I am building a recommendation system. I am using NumPy arrays to represent users, where each row is a user and each column is a movie. I want to normalize each row by subtracting the average of each row from the non-zero elements (i.e from only those entries for which the user provided a rating). I have tried many ways to do this using np.where, np.nonzero() and so on but could not achieve exactly what I want here. E.g I have the matrix

x = np.array([[0,0,1,2,3],[0,0,2,3,4],[0,0,3,4,5.0]])

I want to achieve the same effect as this

for i in range(len(x)):
    y = np.mean(x[i][x[i].nonzero()])
    x[i][x[i].

nonzero()] -= y

which outputs:

[[ 0.  0. -1.  0.  1.]
 [ 0.  0. -1.  0.  1.]
 [ 0.  0. -1.  0.  1.]]

but in a vectorized way, without using loop.

I have tried

mask = x!= 0
t = np.npwhere(mask, x-x.mean(axis=1).reshape(-1,1), x)

but this takes the average over the entire row, but I want to average over only the non-zero elements.

1

There are 1 answers

0
Valdi_Bo On

First compute where condition array (which elements to operate on):

wh = x != 0

Then compute the mean of the "wanted" elements:

mn = np.mean(x, axis=1, where=wh)[:, np.newaxis]

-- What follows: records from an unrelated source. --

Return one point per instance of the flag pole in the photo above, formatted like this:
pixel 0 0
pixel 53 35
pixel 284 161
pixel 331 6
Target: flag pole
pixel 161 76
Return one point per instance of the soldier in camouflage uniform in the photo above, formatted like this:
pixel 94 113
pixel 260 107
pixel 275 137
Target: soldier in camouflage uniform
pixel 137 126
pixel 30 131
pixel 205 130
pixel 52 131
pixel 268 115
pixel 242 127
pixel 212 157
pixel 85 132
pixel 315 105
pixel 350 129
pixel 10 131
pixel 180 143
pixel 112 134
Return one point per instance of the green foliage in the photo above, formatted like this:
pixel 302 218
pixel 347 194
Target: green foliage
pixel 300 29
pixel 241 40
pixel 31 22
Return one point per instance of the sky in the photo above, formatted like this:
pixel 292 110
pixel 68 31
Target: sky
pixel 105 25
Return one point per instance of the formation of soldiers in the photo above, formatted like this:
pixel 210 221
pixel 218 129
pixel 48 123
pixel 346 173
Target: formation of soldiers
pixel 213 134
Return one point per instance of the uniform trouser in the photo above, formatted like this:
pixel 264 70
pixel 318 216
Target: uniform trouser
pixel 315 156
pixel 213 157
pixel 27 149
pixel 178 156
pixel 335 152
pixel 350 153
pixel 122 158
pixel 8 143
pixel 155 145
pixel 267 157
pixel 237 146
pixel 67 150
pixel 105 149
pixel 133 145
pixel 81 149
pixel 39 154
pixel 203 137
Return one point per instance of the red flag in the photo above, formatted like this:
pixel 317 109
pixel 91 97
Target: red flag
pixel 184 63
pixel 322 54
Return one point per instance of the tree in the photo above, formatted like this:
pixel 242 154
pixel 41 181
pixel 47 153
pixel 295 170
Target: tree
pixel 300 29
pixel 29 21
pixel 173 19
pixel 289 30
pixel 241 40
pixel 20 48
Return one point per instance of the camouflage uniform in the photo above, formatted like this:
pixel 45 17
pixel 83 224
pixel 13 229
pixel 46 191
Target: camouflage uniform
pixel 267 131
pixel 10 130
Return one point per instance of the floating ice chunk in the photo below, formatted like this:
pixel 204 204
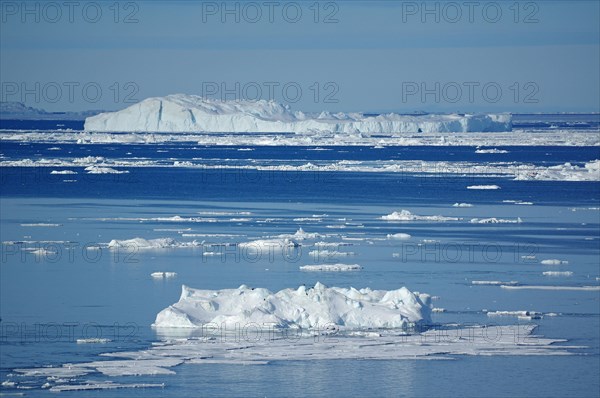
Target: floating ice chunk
pixel 329 254
pixel 93 340
pixel 190 113
pixel 331 267
pixel 161 275
pixel 41 225
pixel 306 308
pixel 495 283
pixel 331 244
pixel 491 150
pixel 513 313
pixel 483 187
pixel 268 245
pixel 141 243
pixel 63 172
pixel 405 215
pixel 300 235
pixel 533 287
pixel 399 236
pixel 103 386
pixel 517 202
pixel 557 273
pixel 494 220
pixel 554 262
pixel 104 170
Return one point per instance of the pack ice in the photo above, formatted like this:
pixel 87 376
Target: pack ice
pixel 191 113
pixel 306 308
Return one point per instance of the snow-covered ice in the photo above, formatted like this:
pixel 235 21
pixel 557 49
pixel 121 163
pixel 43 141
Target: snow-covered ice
pixel 554 261
pixel 406 215
pixel 331 267
pixel 399 235
pixel 189 113
pixel 462 205
pixel 483 187
pixel 163 274
pixel 557 273
pixel 495 220
pixel 304 307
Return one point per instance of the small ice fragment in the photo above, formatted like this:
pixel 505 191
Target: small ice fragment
pixel 160 275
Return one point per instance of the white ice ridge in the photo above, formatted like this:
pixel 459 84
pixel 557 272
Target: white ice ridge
pixel 331 267
pixel 255 347
pixel 588 171
pixel 302 308
pixel 494 220
pixel 406 215
pixel 163 274
pixel 483 187
pixel 190 113
pixel 141 243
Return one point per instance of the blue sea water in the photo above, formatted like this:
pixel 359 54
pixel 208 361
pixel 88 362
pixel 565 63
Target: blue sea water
pixel 48 301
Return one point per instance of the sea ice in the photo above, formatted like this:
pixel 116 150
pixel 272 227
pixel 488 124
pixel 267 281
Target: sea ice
pixel 331 267
pixel 557 273
pixel 483 187
pixel 189 113
pixel 405 215
pixel 494 220
pixel 306 308
pixel 554 262
pixel 161 275
pixel 462 205
pixel 399 235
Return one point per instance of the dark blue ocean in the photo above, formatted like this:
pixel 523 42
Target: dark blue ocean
pixel 76 290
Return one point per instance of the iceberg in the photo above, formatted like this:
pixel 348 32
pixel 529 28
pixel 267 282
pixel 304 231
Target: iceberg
pixel 331 267
pixel 302 308
pixel 406 215
pixel 494 220
pixel 181 113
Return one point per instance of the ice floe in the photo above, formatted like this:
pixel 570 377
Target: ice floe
pixel 104 170
pixel 304 307
pixel 63 172
pixel 93 340
pixel 547 287
pixel 146 244
pixel 491 150
pixel 331 267
pixel 483 187
pixel 163 275
pixel 189 113
pixel 554 261
pixel 495 283
pixel 462 205
pixel 399 235
pixel 557 273
pixel 494 220
pixel 405 215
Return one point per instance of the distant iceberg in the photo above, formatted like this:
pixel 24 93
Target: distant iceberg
pixel 307 308
pixel 191 113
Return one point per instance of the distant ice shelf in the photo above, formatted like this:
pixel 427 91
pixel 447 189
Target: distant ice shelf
pixel 181 113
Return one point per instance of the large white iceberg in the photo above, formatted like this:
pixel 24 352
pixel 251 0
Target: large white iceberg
pixel 191 113
pixel 318 307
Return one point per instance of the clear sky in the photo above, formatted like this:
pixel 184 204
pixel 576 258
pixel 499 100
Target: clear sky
pixel 469 56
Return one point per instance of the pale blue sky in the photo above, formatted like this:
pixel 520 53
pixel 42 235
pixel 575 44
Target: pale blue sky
pixel 378 56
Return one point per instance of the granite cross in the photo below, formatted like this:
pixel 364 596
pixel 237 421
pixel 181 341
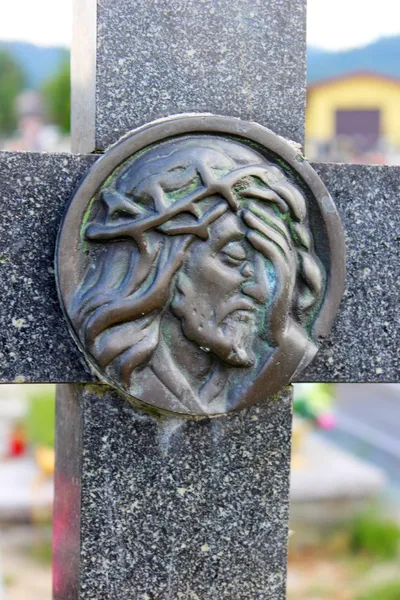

Note that [:, np.newaxis] converts a 1-D result into a 2-D array with a single column.

Caution: where parameter has been introduced in 1.20.0 version of Numpy. If you have older version, upgrade.

And to get the result, run:

result = np.where(wh, x - mn, x)

The result is:

array([[ 0.,  0., -1.,  0.,  1.],
       [ 0.,  0., -1.,  0.,  1.],
       [ 0.,  0., -1.,  0.,  1.]])